Labor and Learning in Pursuit of Happiness: How Schooling with Pre-Revolutionary Roots Continued to Nurture New Jersey
In the three decades prior to the Revolution, some boys in pursuit of higher education were fortunate to find themselves boarding at one of the “log colleges,” as they were known, that proliferated in the Delaware River Valley to prepare them for admission to the school that became Princeton. Tales told of the education provided by these schools include a fond remembrance by Benjamin Rush, who attended one south of Philadelphia before going on to Princeton, becoming a physician, and signing the Declaration of Independence.
Rush relayed that in addition to good manners, habits of prudence and attention, and knowledge of scripture in Latin and Greek, he and his fellows learned practical agriculture. The harvesting and haymaking, Rush claimed, contributed to their good health and respect for industry – meaning, in this case, manual labor. Along with other founders of our nation, Rush believed that real happiness was best pursued by a combination of learning and labor. Writing in 1800, he asserted that “Rural employments . . . establish early ideas of a connection between industry and property,” and they lay a foundation for other pursuits or pleasures, regardless of their economic necessity.
Whether or not New Jersey’s log colleges required agricultural labor in return for the learning provided, doing so is part of the lore of these early prep schools. Further, that tradition laid the foundation in the state for further combinations of learning and labor, accompanied by the conviction that the two together would make a major contribution to happiness, which the founders defined as being good rather than just being happy.
In the 1850s, a utopian community called the Raritan Union was established in Perth Amboy. An integral part of the community was a school known as Eagleswood, which was headed by the abolitionist Theodore Weld. Previously, he had been a forthright advocate for “manual labor in literary institutions,” a conviction he carried with him to Perth Amboy – records tell of his instructing students in the use of tools essential to daily life.

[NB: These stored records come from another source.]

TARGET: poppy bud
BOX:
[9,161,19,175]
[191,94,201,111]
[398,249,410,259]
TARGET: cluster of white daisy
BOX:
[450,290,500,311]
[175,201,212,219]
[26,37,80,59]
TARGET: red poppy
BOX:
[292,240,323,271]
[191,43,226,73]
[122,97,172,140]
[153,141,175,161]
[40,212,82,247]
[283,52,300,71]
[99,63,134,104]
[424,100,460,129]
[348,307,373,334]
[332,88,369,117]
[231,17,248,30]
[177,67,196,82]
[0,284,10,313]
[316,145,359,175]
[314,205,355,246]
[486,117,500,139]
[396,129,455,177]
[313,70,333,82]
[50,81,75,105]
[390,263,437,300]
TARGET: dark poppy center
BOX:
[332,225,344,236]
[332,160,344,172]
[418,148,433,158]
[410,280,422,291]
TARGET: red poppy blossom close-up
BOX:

Eagleswood House at the Raritan Bay Union, 1858
By the 1870s, the idea of combining labor and learning was spreading nationwide, and New Jersey was at the forefront. Rutgers, designated in 1862 as a land grant school, was offering courses in agriculture; Stevens Institute, founded in 1870, was one of the nation’s first schools of technology. State education officials and manufacturers, though, focused on the needs of younger students. An Industrial Education Act, passed in 1881, was also a pioneering effort. It helped municipalities fund programs in public schools that had a joint purpose: they both encouraged boys and girls to continue their education beyond the age of 13 and provided training in the sort of skills needed by local industries. The cities of Newark and Hoboken were among the first to take advantage of this provision. Advocates of manual training claimed that, absent the skills to make a living, young people would become “either a mendicant or a rogue.” And neither would contribute to the pursuit of happiness.
Another outcome of the commitment to combining learning with labor was a charter granted, circa 1880, to the Technical Industrial Education Association of New Jersey. Fostered by a group of African Methodist Episcopal (AME) pastors, a small boarding school in Bordentown was established in 1886. Still recalled by the name of the town, the school provided both an academic education and practical experience that could enable students to earn a living. As with the log colleges, religious and moral training, along with the habits of good citizenship, were inculcated in the students.
In 1894, seeing this small school as a “star of hope,” state education officials acquired it, named it the Manual Training and Industrial School for Colored Youth, and purchased an estate overlooking the Delaware to be its campus. As with similar schools elsewhere, students took academic courses in the morning and trade-related ones in the afternoon. And, as with earlier institutions, they contributed their labor to pay for their learning by helping to maintain the campus.
In following decades, the state continued to initiate programs that combined learning with labor, contending that industrial education, as manual training came to be known, was as essential as learning acquired from books. It also trained “judgement and the executive faculty,” attributes needed for the pursuit of happiness as Benjamin Rush would have understood it.
It’s a tradition the state can be proud of, particularly as we prepare to celebrate the nation’s semiquincentennial. New Jersey not only has a long history of combining learning with labor, its officials and institutions have used the combination to encourage equality, civic engagement, and industry – all virtues envisioned by our founders.
Sources
New Jersey Council of Education, “An Authoritative Definition of Manual Training,” Science 13, no. 309 (January 4, 1889).
Report of the Commission on Industrial Education, Submitted to the Senate and General Assembly of the State of New Jersey, in accordance with Joint Resolution No 11, Approved April 14, 1909 (Trenton: MacCrellish & Quigley, State Printers, 1909).
Jeffrey Rosen, The Pursuit of Happiness: How Classical Writers on Virtue Inspired the Lives of the Founders and Defined America (Simon and Schuster, 2024).
Benjamin Rush, ”Samuel Finley: New Side Educator” (1800), in Douglas Sloan, ed., The Great Awakening and American Education (Teachers College Press, 1972).